No longo texto, o papa Francisco revela quatro sonhos para a região: cultural, social, ecológico e eclesiástico. O documento é uma reflexão do papa sobre as propostas e assuntos discutidos e apresentados durante o Sínodo da Amazônia, que reuniu durante três semanas no Vaticano líderes religiosos, povos amazônicos e representantes da comunidade científica.

Na entrevista à RFI, o padre François Glory analisou os diferentes pontos abordados pelo sumo pontífice.

“Na parte social, o papa diz: ‘estou vendo o que está acontecendo, o sofrimento, as injustiças, o passado e o presente e a invasão da Amazônia’. Ele olha de maneira crítica, denunciando os crimes e as injustiças”, opina.

No aspecto cultural, o padre francês lembra que 105 povos indígenas convivem na vasta região amazônica e eles representam uma riqueza ainda muito desconhecida para os ‘brancos’, que “quando chegam a esses locais, ainda tentam impor sua visão e modelo de desenvolvimento”. O sumo pontífice, segundo padre Glory, faz questão de respeitar as comunidades autóctones e lança um questionamento: “Como podemos reconhecer essas culturas?”, indaga. 

Do ponto de vista de seu “sonho ecológico”, o papa faz um apelo pela preservação da Amazônia respeitando o conhecimento e as tradições e dos povos que durante muito tempo vivem no local e garantiram sua preservação.

"Não" à ordenação de homens casados

Mas é sobre o papel da Igreja no futuro amazônico que o papa revelou sua pouca margem de manobra para propor reformas profundas.

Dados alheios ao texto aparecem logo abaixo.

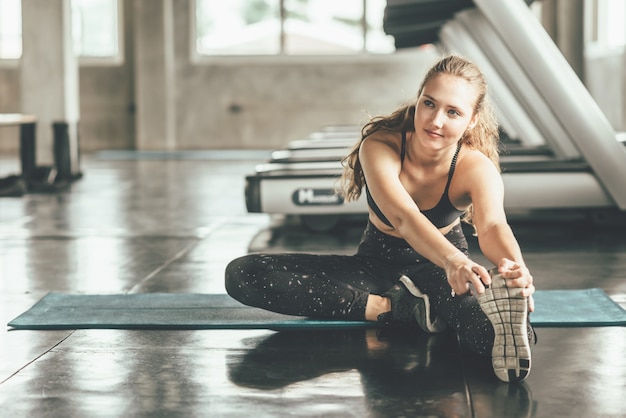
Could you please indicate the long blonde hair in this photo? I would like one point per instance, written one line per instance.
(483, 137)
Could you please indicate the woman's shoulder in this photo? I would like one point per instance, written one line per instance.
(384, 137)
(473, 161)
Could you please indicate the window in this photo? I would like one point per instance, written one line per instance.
(96, 29)
(607, 23)
(10, 29)
(290, 27)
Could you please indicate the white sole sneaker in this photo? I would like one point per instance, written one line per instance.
(507, 310)
(429, 323)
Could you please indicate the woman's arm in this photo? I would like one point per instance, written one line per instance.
(495, 237)
(379, 156)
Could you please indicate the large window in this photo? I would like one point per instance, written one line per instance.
(96, 29)
(10, 29)
(290, 27)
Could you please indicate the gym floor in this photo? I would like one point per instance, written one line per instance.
(134, 225)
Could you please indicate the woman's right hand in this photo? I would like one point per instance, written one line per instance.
(464, 274)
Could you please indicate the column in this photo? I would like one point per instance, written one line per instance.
(49, 82)
(154, 75)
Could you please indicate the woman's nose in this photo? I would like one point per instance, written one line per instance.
(437, 119)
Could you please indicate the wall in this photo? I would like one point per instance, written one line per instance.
(259, 104)
(231, 104)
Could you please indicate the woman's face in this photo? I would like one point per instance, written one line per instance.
(445, 110)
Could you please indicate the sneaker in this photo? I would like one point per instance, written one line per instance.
(409, 305)
(507, 310)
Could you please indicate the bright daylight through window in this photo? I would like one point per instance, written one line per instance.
(95, 29)
(291, 27)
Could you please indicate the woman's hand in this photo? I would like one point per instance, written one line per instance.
(518, 275)
(464, 274)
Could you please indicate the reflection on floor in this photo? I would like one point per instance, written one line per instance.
(171, 226)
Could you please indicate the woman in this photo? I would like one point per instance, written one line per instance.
(424, 167)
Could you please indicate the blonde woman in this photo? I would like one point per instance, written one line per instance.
(424, 168)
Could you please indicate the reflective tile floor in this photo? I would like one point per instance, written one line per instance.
(147, 225)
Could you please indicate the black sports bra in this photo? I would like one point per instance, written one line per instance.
(443, 214)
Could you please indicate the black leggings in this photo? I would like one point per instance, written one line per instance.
(337, 286)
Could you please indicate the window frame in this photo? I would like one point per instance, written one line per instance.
(87, 61)
(110, 61)
(361, 56)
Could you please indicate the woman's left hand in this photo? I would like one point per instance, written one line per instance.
(518, 275)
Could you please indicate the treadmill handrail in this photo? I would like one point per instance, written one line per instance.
(581, 116)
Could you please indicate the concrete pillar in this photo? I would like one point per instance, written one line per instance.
(49, 77)
(564, 21)
(154, 75)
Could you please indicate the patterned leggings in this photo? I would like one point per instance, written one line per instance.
(337, 286)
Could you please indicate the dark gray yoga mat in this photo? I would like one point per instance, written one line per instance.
(553, 308)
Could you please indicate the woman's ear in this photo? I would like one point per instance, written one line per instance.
(473, 121)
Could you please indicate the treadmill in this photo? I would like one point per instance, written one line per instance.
(565, 154)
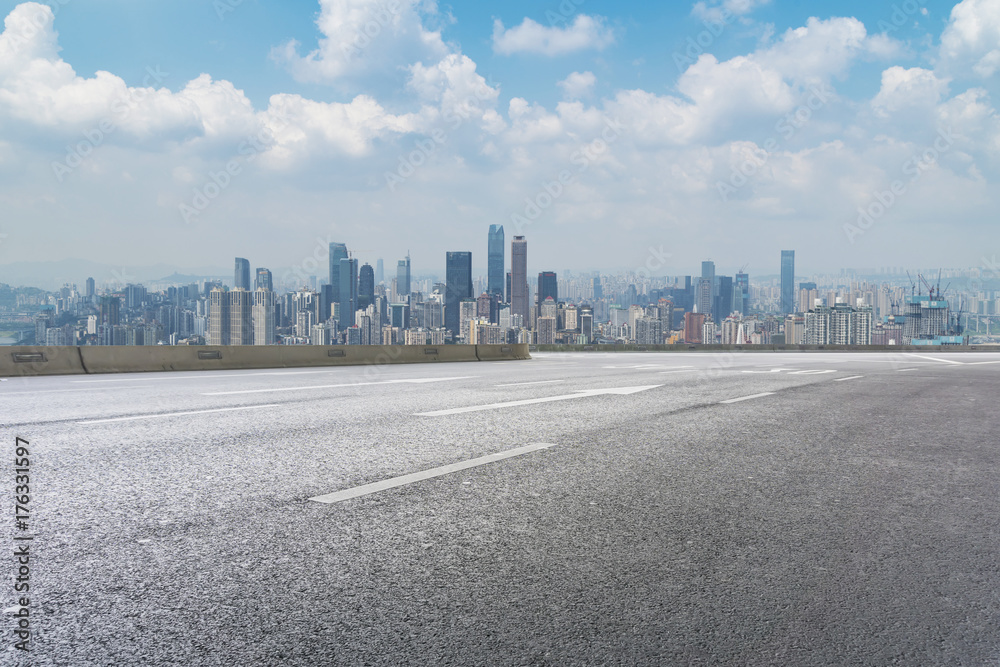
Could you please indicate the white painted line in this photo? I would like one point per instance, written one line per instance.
(747, 398)
(943, 361)
(525, 384)
(392, 483)
(623, 391)
(177, 414)
(333, 386)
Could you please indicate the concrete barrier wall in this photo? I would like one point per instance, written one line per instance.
(683, 347)
(42, 360)
(27, 360)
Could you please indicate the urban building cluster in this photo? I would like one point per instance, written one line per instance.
(361, 305)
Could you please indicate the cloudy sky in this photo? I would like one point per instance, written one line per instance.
(611, 134)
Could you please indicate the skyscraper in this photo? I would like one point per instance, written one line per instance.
(787, 281)
(240, 317)
(338, 251)
(519, 278)
(495, 261)
(708, 273)
(366, 286)
(403, 278)
(241, 278)
(548, 286)
(348, 300)
(741, 293)
(458, 280)
(263, 280)
(218, 317)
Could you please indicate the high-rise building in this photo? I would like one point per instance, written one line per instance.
(263, 280)
(348, 291)
(403, 278)
(741, 293)
(548, 286)
(495, 261)
(218, 317)
(240, 317)
(366, 286)
(458, 279)
(519, 278)
(723, 302)
(694, 327)
(338, 251)
(708, 273)
(241, 277)
(704, 296)
(110, 308)
(787, 281)
(262, 315)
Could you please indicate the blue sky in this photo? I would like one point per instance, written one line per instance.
(599, 130)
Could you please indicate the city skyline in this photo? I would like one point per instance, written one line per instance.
(879, 153)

Propostas de ordenação dos homens casados e novos ministérios para mulheres para contornar o grande problema da falta de padres em regiões remotas da Amazônia não foram temas que avançaram na agenda reformista.

Segundo o padre Glory, o papa Francisco não fechou as portas para uma reflexão mais aprofundada de temas que encontram muita resistência, principalmente entre os setores mais conservadores da Igreja. “Ele não cai nesta polêmica e não aceita que o Sínodo dos Bispos seja um órgão sindical ou de manifestação. Isso ele não aceita”, opina.

Padre Chico esclarece que o papa Francisco não fecha as portas para os temas: “Ele continua estudando e diz: ‘não aceito e por enquanto eu não abro para a ordenação de homens casados. Ou de ordenação de mulheres. Não está maduro. Ele não quis responder a uma questão tão difícil de maneira apressada. Será preciso uma reflexão mais aprofundada”.

O religioso descarta a ideia de uma pressão da ala conservadora da Santa Sé sobre as opiniões expressas pelo papa na exortação. “Com a Igreja, ele (papa) não pode sonhar muito. A Igreja é dividida, conflituosa, mas ao mesmo tempo tem a responsabilidade de anunciar o Cristo. E anunciar o Cristo é uma mensagem libertadora. De certa maneira, ele retoma a teologia da libertação, retomando essa inspiração profética, ligando a fé com a vida e mostrando acima de tudo que está do lado dos pobres”, diz. “Nesta exortação ficou bem claro que ele é o papa dos pobres porque é uma exigência de sua fé”, prossegue.

Não à “internacionalização” da Amazônia

Padre François admite que o sumo pontífice mostrou habilidade política ao defender o papel e responsabilidade dos governos nacionais sobre a preservação da Amazônia, rejeitando expressamente a não “internacionalização” da região, como chegou a ser sugerida pelo presidente francês Emmanuel Macron. 

“Ele é argentino, conhece a realidade e sabe que cada governo é preocupado com as fronteiras e a territorialidade e não vai entrar em conflito, mesmo se ele pensa que seria bom, mas não seria a solução”, afirma.

“Ele quer responsabilizar cada governo, cada entidade política a se responsabilizar por cuidar de sua própria terra, mas em sintonia com os outros, isso é importante”.

Segundo o padre francês, qualquer iniciativa de apontar a incapacidade dos governos locais de cuidar de suas terras e apelar para a intervenção de uma entidade internacional poderia repercutir negativamente no papel da própria Igreja. “Isso iria provocar uma “guerra e a Igreja ficaria desacreditada porque a proposta seria absurda” conclui.